La calle de la Dicha: la vida que se fue

Una de las antiguas vecinas, ya fallecida, de la calle de la Dicha y su entorno. Se llamaba Sacramento Amador.
Una de las antiguas vecinas, ya fallecida, de la calle de la Dicha y su entorno. Se llamaba Sacramento Amador.
Eduardo de Vicente
22:25 • 24 feb. 2020 / actualizado a las 07:00 • 25 feb. 2020

La calle de la Dicha sobrevivió durante décadas a la mala reputación del barrio de Las Perchas. Estaban tan cerca que se confundían y los clientes que atravesaban aquel laberinto en busca de un rato de fiesta a veces cogían el camino equivocado y acaban tocando en una puerta decente. 



La calle de la Dicha tenía toda esa vida de barrio que entonces llenaba los callejones que al norte de la Plaza Vieja iban a desembocar bajo el torreón sur de la Alcazaba.

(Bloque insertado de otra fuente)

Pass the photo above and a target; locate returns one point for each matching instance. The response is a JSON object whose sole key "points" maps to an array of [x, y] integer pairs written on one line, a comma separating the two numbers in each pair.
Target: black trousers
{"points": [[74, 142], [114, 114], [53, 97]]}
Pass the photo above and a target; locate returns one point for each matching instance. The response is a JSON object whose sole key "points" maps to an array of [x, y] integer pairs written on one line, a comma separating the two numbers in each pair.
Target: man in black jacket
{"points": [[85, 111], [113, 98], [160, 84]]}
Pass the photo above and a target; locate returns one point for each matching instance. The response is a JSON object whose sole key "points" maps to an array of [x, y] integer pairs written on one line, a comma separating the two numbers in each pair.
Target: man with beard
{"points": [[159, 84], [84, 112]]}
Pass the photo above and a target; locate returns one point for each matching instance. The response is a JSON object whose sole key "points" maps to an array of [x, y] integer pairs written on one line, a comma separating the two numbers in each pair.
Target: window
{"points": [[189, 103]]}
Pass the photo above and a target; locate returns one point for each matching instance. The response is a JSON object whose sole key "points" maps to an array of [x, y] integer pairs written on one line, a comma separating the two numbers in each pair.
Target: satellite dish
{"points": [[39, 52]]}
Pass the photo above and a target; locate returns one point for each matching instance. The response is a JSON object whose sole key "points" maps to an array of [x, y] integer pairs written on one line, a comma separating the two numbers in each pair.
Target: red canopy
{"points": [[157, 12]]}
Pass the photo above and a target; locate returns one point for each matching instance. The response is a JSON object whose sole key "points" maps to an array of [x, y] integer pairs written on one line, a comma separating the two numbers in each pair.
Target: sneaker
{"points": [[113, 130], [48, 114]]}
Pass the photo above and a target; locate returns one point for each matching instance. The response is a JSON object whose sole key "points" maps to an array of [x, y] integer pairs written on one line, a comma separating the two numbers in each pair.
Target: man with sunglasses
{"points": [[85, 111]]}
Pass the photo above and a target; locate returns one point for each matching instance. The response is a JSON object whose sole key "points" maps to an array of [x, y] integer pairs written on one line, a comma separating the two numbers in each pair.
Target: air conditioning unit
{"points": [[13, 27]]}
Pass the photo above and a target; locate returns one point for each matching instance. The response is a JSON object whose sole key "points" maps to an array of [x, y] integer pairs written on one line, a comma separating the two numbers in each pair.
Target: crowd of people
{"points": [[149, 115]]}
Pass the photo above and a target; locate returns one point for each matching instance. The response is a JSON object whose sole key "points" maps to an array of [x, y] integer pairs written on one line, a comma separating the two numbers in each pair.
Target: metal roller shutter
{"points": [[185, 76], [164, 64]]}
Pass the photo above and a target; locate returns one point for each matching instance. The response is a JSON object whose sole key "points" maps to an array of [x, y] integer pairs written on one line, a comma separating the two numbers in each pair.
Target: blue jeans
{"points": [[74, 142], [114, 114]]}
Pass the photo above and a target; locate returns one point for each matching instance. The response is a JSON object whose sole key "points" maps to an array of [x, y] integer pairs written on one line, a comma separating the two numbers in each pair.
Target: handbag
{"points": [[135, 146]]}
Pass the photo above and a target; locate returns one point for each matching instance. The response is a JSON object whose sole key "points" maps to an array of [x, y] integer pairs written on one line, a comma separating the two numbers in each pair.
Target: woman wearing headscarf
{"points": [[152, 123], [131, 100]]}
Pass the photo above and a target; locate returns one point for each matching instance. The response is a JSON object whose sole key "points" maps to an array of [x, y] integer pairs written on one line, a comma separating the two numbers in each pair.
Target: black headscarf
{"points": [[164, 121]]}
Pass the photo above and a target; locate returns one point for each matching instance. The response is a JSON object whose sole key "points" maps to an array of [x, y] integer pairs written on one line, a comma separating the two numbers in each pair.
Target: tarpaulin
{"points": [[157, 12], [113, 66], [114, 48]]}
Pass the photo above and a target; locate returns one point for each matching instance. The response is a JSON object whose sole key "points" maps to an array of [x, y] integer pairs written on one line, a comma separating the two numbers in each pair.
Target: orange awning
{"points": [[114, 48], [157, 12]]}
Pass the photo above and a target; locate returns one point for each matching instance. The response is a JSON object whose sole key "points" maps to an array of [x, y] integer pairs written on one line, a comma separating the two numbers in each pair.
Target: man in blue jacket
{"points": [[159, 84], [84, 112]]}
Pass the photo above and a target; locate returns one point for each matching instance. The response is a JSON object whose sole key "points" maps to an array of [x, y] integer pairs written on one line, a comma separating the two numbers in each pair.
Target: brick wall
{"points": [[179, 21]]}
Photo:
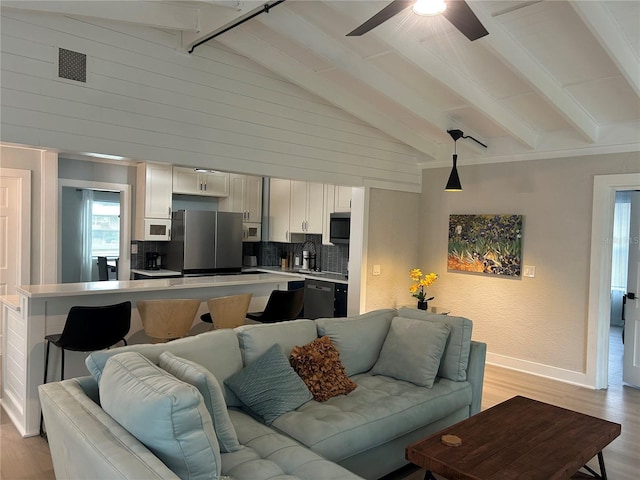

Había niños a todas horas rondando por los trancos; ropa tendida en los terrados; mujeres refrescando la calle con cubos de agua y ancianos que iban cambiando la silla siguiendo los rayos del sol. En las noches de verano, la calle se convertía en una tertulia cuando los vecinos salían a cenar a las puertas, teniendo como telón de fondo el sonido de la película que esa noche proyectaban en la terraza Moderno. Había quien sacaba la silla a la calle para oir la película y coger antes el sueño. 



De lo que fue ya solo queda el recuerdo de aquellos que la habitaron. Hoy solo viven dos familias en la calle y apenas quedan cinco casas en pie, que aguantan antes de que el proyecto de reforma municipal convierta todo el entorno en un lugar de paseo.



La historia de la calle de la Dicha está ligada a dos lugares que en otros tiempos fueron zonas características de Almería: la alhóndiga vieja y el barrio de Las Perchas. Antes de que a finales del siglo XIX construyeran el nuevo Mercado Central, esta zona se transformaba todas las mañanas en un zoco con tenderetes donde se ponían a la venta las mejores verduras que llegaban de la Vega.  La calle de la Dicha fue durante mucho tiempo una prolongación del mercado durante la mañana y al atardecer, un cruce de caminos en ese laberinto de callejones que desembocaban en el barrio de las prostitutas



A comienzos del siglo XX, la población de esta calle rozaba las ciento veinte personas, ocupando una franja de terreno de unos sesenta metros de longitud. Subiendo desde la calle Hércules, había un patio vecinal que ahondaba hasta casi el límite del cerro, donde vivían entre veinte y treinta personas. Era conocido popularmente como ‘el patio de los panaderos’, porque nunca hubo un rincón tan pequeño donde se juntaran tantos del mismo oficio. En 1910, de las siete familias que ocupaban las viviendas del patio, en cuatro de ellas se ejercía la profesión de panadero. Francisco López Bonilla, Miguel Martín Salmerón, Mariano Martín García y su hijo Rafael, y Bernardo Jurado Huertas, fueron los últimos panaderos de este recoveco a los pies del torreón de levante de La Alcazaba.



En los años de la Guerra Civil varias casas de la calle Hércules y de la calle la Dicha se cerraron debido al éxodo de sus moradores hacia distintos pueblos de la provincia en busca de mayor seguridad. En febrero de 1937, cuando miles de malagueños llegaron a Almería huyendo de los bombardeos y del ejército de Franco, todas las casas de esta zona que habían quedado ‘abandonadas’, fueron ocupadas  ilegalmente por familias enteras que habían llegado de Málaga. 



Algunas de las familias que habían dejado sus viviendas, regresaron después de la guerra, pero el lugar experimentó un importante cambio poblacional debido al flujo migratorio del campo a la ciudad que multiplicó el número de habitantes en todos los barrios de Almería. 



La calle de la Dicha dobló su censo en apenas cinco años. De las ciento dieciocho personas que la habitaban en 1935, se pasó a doscientas ocho en 1940. Eran los tiempos de los realquilados, por lo que en una misma casa vivían dos o tres familias compartiendo la cocina, el cuarto de baño y el terrado para tender.


Hasta 1960 la calle de la Dicha estuvo llena de vida, de gente humilde que se pasó media existencia recordándole a la ciudad que aquel callejón con aire de adarve musulmán no era un lugar de prostitutas, que las casas de lenocinio empezaban al subir la escalera cinco metros más arriba. Con el tiempo se fueron acostumbrado al continuo ir y venir de clientes que pasaban por allí en busca de una aventura fugaz. 


Hoy, apenas pasa un alma por la zona porque la calle, como toda la manzana que se extiende a espaldas del ayuntamiento, se ha convertido en un paisaje donde  ya no quedan lugares para vivir.